A PROPOS DE STEPHEN J. CANNELL
Thierry Le Peut a consacré un article au producteur disparu en septembre 2010 et que voici : portrait de Stephen J. Cannell.

A PROPOS DE LORENZO LAMAS
Lorenzo Lamas (de son vrai nom Lamas Lorenzo y de Santos) est un acteur et réalisateur américain. Il est né le 20 janvier 1958 à Santa Monica, en Californie (États-Unis). Lorenzo est le fils de Fernando Lamas et Arlene Dahl, une actrice Américano-Norvégienne. Il est de même le beau-fils d'Esther Williams qui se maria avec son père alors qu'il était enfant.
Les premiers pas
À 13 ans, il déménage avec sa mère à New York. Il a fait ses études à l'Admiral Farragut Academy (une école militaire). Lorenzo Lamas projette ensuite de poursuivre des études à l'université de Californie pour devenir vétérinaire. Entre temps, il part voir son père qui est sur le tournage du film "The Cheap Detective". C'est là qu'il décide de devenir comédien. Il va alors étudier au Tony Barr actor's studio.
À 19 ans, il décroche le rôle de Tom Chisum dans le film "Grease" réalisé par Randall Klaiser en 1978 avec John Travolta dans le rôle principal. Il poursuivit sa carrière à la télévision notamment dans la série "Falcon Crest" créée par Earl Hamner. Elle sera diffusée du 04 décembre 1981 au 18 mai 1990 sur le réseau CBS.
Action Man
Détenteur de trois ceintures noires en taekwondo, karaté et ju-jitsu, il se met alors à tourner dans des films d'actions tels que "CIA Nom de code: Alexa" de Joseph Merhi en 1992, "Le maître d'arme" de Michael Kennedy en 1993, "Arnaque sanglante" de Rod Hewitt en 1998, etc. Entre 1992 et 1996, il joue dans la série TV "Le Rebelle" où ses connaissances en arts martiaux lui seront bénéfiques. Après l'arrêt de la série, on le retrouve en pilote privé pour les besoins de la série "Air America" créée par Philip DeGuere, et diffusée du 03 octobre 1998 et le 15 mai 1999 en syndication. Cette série s'inspirait du film tourné par Roger Spotiswoode en 1990 avec Mel Gibson.

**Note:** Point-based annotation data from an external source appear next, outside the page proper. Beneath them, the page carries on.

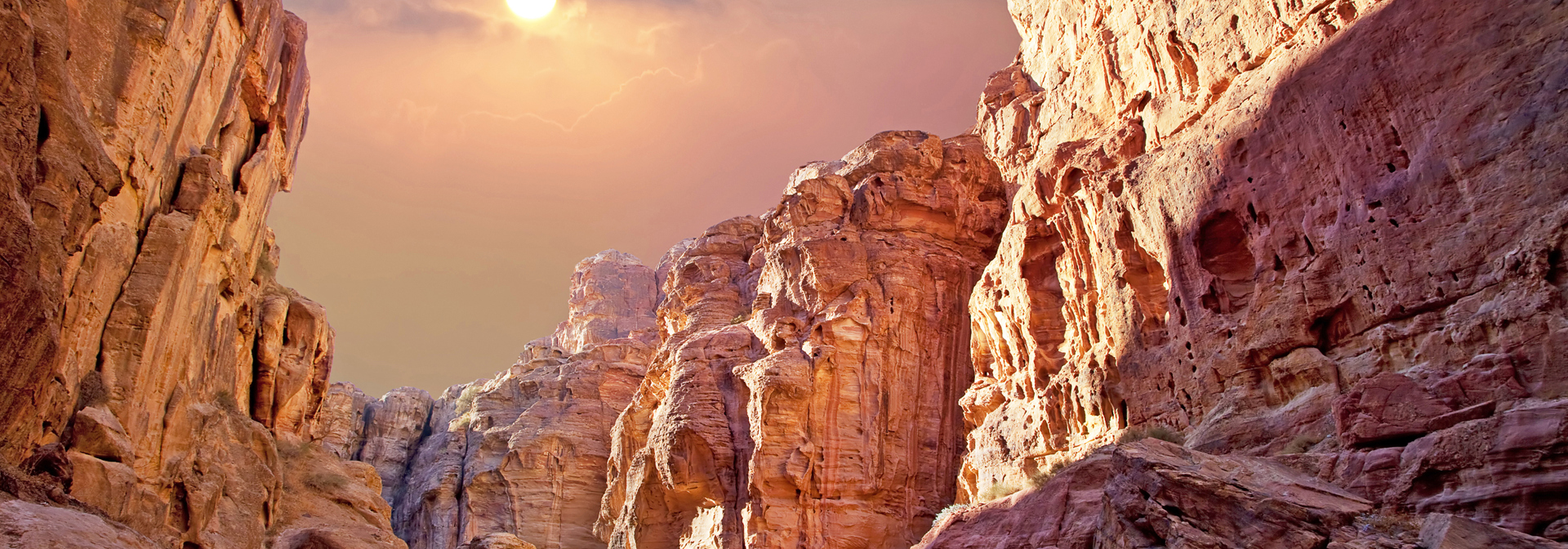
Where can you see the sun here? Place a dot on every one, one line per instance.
(530, 8)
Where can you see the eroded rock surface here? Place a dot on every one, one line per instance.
(1332, 228)
(149, 363)
(804, 392)
(516, 460)
(1157, 494)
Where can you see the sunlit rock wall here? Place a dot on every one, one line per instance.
(149, 361)
(1332, 228)
(806, 388)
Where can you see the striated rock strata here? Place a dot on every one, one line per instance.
(518, 460)
(1329, 233)
(806, 383)
(149, 363)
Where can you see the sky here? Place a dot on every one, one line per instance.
(461, 160)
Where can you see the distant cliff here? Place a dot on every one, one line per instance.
(1316, 245)
(153, 373)
(1205, 274)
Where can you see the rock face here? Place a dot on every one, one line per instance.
(1157, 494)
(518, 460)
(1281, 226)
(804, 391)
(149, 363)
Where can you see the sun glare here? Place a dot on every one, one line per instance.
(530, 8)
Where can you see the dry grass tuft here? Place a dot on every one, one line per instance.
(1153, 431)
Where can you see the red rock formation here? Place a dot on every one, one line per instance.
(146, 352)
(1332, 228)
(521, 455)
(811, 361)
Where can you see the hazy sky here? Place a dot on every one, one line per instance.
(460, 160)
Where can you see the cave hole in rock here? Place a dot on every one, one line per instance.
(42, 126)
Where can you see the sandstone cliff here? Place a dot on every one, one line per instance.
(523, 453)
(804, 392)
(149, 363)
(1329, 231)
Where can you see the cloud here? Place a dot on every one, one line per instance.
(405, 16)
(474, 18)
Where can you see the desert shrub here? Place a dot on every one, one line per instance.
(951, 510)
(265, 269)
(1040, 477)
(1302, 443)
(291, 451)
(1392, 524)
(225, 399)
(325, 480)
(1153, 431)
(466, 399)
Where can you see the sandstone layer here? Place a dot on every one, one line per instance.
(1330, 231)
(149, 363)
(518, 460)
(806, 383)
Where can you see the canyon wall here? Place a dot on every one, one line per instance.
(780, 382)
(151, 368)
(523, 453)
(1327, 233)
(806, 390)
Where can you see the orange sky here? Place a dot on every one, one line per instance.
(460, 160)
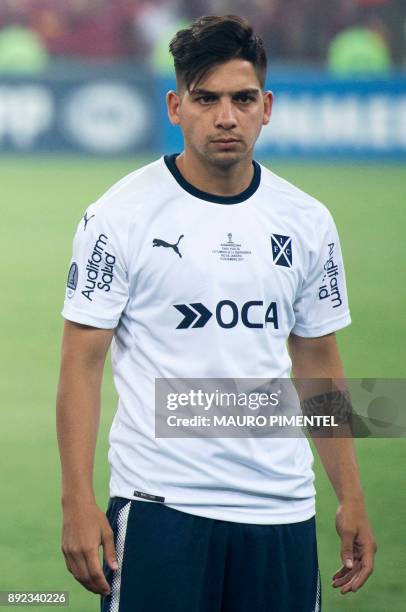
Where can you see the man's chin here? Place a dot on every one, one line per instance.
(225, 158)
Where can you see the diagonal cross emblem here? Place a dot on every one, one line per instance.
(282, 250)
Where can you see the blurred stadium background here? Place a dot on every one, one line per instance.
(82, 86)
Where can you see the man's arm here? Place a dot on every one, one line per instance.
(85, 526)
(315, 358)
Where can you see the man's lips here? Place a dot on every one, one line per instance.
(226, 140)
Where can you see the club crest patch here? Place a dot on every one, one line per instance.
(282, 250)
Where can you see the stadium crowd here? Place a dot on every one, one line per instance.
(121, 30)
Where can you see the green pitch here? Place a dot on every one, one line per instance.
(41, 202)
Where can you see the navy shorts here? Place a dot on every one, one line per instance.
(171, 561)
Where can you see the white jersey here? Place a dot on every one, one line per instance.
(262, 264)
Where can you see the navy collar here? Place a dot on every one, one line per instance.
(210, 197)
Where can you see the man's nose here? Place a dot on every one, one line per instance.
(226, 116)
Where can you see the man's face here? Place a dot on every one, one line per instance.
(222, 117)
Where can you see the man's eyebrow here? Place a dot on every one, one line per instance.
(206, 92)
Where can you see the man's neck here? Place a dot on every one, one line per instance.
(222, 181)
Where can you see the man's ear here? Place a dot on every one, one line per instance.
(173, 102)
(268, 103)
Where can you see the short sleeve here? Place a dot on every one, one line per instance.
(321, 306)
(97, 283)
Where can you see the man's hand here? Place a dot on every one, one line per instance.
(358, 547)
(85, 528)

Lorenzo Lamas poursuit en parallèle une carrière d'acteur, réalisateur et producteur. De 2004 à 2007, il a joué le rôle d'Hector Ramirez dans près de 190 épisodes de "Amour, Gloire et Beauté". En 2009, il a été la star de sa propre émission de télé réalité, "Leave it to Lamas". Cette émission mettait en scène sa vie et toute sa famille. Cette dernière décennie, on a aperçu Lorenzo Lamas dans la série "Big Time Rush" ou encore dans "Workaholics", "Jane the Virgin" et plus récemment dans "Le Successeur" en 2022.

POUR CONCLURE
- Après l’arrêt de la série, Lorenzo Lamas a déclaré au sujet de son personnage : "De toute ma carrière, c’est le travail que j’ai le plus apprécié. Ces années font partie des meilleures de ma vie. J’ai énormément appris en tant qu’acteur, plus que sur n’importe quel autre tournage. "Le Rebelle" a été une aubaine pour moi. De nos jours, tant de comédiens aimeraient avoir une telle opportunité."
- En France, "Le Rebelle" a été découverte sur Canal Jimmy, sous son titre original "Renegade", le 24 mai 1993 à 20h30. Le 06 février 1994, le motard rejoignait les dimanches de TF1, sur la case de 15h10, en lieu et place des "Enquêtes à Palm Springs". Il a également eu droit à une diffusion quotidienne, à 18 heures, au cours de l’année 1996. Il précédait "L’or à l’appel" sur la grille de la chaîne.